Late Afternoon: My Dr. came back around 4 and told me that if things didnt get moving we might be looking at a cesarean. Whereas my first and second labors with the big boys I was all but begging to get out of a delivery, the reality that I might not get to go through one scared me. We got out word to our church to pray.  I also started playing worship music over my belly with my iphone and singing to my sweet baby, trying to lure him out. I made a pandora station with the Robbie Seay Band and it pulled up all kinds of great worship... just what we needed. We chose the name Silas because he was a noted worshiper! When he and Paul were in jail, facing persecution... they worshiped. So we worshiped. Around the same time My Mother in law called to check on us. She is a midwife, or was, and has delivered lots and lots of babies. She suggested an exercise for us to try to help Silas turn the right way so he would come out. It involved my husband pulling my lifeless deadwieght legs up into a bent position (on my back, kness bent... got it?) and then helping me open my knees into a butterfly position with each contraction. We tried.. and laughed.. a lot....it was simply hilarious.  The lovely nurse came in and (after laughing at us.. really it felt much more like laughing AT us than with us) suggested I sit in the "buddah position." She sat up my bed all the way and they helped me arange my legs in a butterly position. Ahh. Much more comfortable. No more flipping me from side to side like she had been doing all day.
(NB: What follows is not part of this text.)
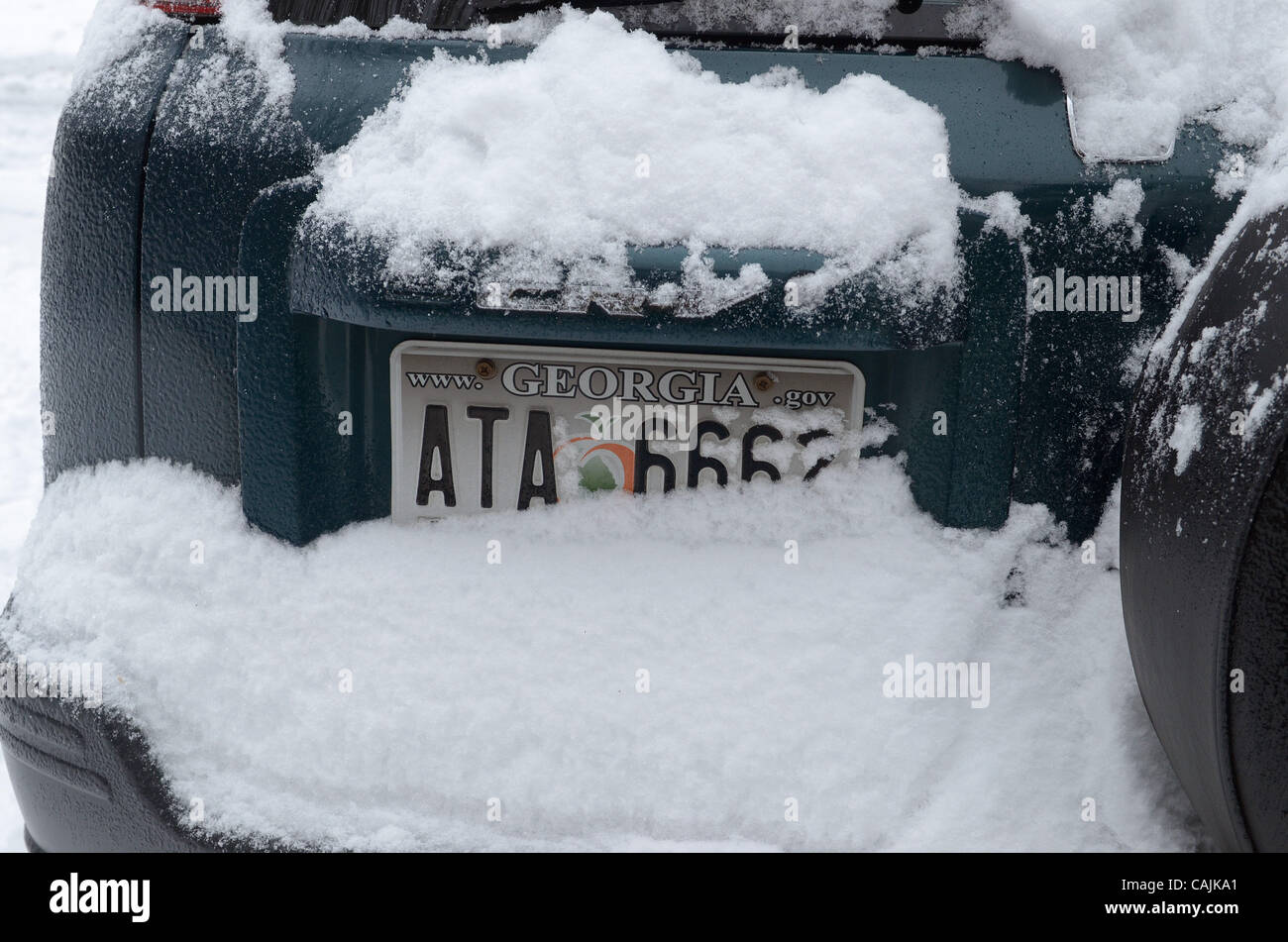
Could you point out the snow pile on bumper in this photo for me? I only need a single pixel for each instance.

Why did you not suggest this hours ago??

It seemed to be helping, all of these efforts. But the real reason we got out of a cesarean?? My dad went to get Whataburger for him mom and Lucas. The same exact thing happened while I was in labor with Balin. Dad went to get lunch (Whataburger) , and as soon as he got back and handed Lucas food it was time to push. No joke. Dad came back with the food and it was time. Whataburger... always brings a crowd :-).
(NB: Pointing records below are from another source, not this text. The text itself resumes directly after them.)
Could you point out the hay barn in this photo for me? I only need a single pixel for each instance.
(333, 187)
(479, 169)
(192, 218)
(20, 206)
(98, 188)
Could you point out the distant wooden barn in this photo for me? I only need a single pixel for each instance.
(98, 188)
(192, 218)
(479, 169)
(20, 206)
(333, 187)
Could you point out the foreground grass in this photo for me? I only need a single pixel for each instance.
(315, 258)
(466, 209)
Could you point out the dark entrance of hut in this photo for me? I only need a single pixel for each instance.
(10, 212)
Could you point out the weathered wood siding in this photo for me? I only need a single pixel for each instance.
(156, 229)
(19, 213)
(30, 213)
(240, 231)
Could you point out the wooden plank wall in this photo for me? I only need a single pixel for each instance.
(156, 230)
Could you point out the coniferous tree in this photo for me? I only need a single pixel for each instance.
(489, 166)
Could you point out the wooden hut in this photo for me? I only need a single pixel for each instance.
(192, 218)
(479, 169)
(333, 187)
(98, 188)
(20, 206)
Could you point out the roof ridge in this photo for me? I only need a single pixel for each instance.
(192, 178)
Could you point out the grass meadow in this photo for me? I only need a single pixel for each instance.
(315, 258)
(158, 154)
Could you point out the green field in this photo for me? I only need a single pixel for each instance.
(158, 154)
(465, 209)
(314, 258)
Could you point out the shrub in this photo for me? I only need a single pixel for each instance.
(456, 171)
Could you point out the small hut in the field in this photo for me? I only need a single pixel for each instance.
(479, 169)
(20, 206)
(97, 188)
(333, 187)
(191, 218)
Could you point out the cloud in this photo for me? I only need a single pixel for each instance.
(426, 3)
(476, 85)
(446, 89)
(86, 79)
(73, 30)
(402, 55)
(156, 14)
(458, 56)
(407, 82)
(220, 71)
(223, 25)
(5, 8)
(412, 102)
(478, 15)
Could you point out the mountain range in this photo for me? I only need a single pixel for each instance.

Labor was very different this time from my others. With Ayden and Balin there were crowds of people it seemed. This was so much simpler. So much quieter. There was only the five of us. My Dr., nurse cratchit, Lucas and myself and of course, Silas. Exactly what I wanted for my last baby. Me and his daddy together focused only on him.
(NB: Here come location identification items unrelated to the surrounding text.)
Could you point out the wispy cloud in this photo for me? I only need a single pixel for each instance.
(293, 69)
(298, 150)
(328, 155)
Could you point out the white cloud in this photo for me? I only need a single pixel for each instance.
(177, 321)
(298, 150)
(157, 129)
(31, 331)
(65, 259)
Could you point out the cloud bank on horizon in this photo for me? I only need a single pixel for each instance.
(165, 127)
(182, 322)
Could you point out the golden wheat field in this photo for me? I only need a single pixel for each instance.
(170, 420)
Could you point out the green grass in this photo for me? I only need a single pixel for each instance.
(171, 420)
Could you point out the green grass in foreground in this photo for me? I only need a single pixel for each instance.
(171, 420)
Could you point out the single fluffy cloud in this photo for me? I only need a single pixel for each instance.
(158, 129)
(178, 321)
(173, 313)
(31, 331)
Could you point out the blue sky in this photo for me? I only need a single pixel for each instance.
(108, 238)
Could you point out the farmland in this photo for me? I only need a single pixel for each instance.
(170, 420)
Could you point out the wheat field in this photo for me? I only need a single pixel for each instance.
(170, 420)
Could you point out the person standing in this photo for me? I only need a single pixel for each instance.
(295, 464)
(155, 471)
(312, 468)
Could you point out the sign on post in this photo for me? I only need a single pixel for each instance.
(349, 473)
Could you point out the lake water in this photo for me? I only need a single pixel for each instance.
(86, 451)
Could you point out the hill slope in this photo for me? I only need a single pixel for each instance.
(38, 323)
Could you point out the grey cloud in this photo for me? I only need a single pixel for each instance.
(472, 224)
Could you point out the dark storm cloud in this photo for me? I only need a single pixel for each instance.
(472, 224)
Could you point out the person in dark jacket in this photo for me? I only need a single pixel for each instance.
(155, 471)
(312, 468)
I pushed through three contractions and there he was. At 6:57 p.m. His chord was around his neck once, but loose. He was "grunty" and not taking very deep breaths though so after a few short moments they took him away for some time with an oxygen mask.I was scared so another prayer request went out for my sweet babe. I knew God would protect, here or wherever. I knew His plan is perfect, but I longed to have him in my arms. I actually wanted to nurse him. I wanted him with me. Meanwhile the horrid nurse came back and was transitioning me to the next nurse. She had time to make a few more comments about how they called babies like this "wimpy white boys" (if only she knew this kiddos heritage) and also to tell me, a anxious worried new mama who had chosen with her Doctors advice to induce, that "he was just a few days too soon. He needed more time. Did you notice all the lanugo on him? He just wasn't ready." GO AWAY LADY. She was inapropriate, out of line and this is the end of her existence in our story. I was taken by a new, kind nurse, to my post partum room which was very nice. My parents took off to get the big boys since Silas was in the NICU and they couldnt see him anyway.Two hours later he was back in my arms. Perfect. Squashed and bruised, but perfect. He is here and I am fully aware that although there were many anoying and irritating moments to my delivery, this was a really easy labor and delivery. I am thankful for that.